Uma das mais marcantes ocorreu em 1964, em Osaka, dois dias após o encerramento dos Jogos Olímpicos de Tóquio. Os atletas das equipes olímpicas que ficaram na reserva disputaram um amistoso que reuniu judocas de vários países, e Okano sagrou-se vice-campeão, derrotando, inclusive, o holandês Willem Ruska, o Tarzan dos tatamis, que se tornaria bicampeão olímpico nos jogos de Munique (1972), conquistando um ouro no peso médio (+93kg) e outro no absoluto.
Okano chegou ao Brasil em 1966 para trabalhar na fábrica de lâmpadas Sadokin. Já em 1967 assumiu o comando da seleção paulista de judô, contribuindo para inúmeras conquistas. Não demorou muito para ser chamado pela Confederação Brasileira de Judô (CBJ), na qual ajudou vários atletas a conquistarem títulos sul-americanos e pan-americanos entre 1968 e 1974.
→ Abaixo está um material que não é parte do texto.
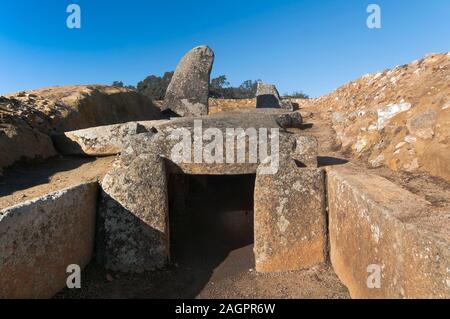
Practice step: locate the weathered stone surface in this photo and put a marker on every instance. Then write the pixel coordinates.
(132, 233)
(101, 140)
(267, 96)
(290, 219)
(291, 119)
(375, 222)
(188, 92)
(23, 143)
(422, 125)
(306, 149)
(67, 108)
(40, 238)
(27, 118)
(134, 210)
Sua atuação não se limitou apenas aos tatamis. Shuhei Okano contribuiu também para incrementar o intercâmbio entre os judocas brasileiros e japoneses. Em 1982 encabeçou a comissão que comemorou os 100 anos do judô e em 1995, nos festejos do centenário do Tratado de Amizade, Comércio e Navegação entre Brasil e Japão. A partir daí, por dezenas de anos sensei Okano promoveu vários eventos no Brasil envolvendo atletas da seleção japonesa.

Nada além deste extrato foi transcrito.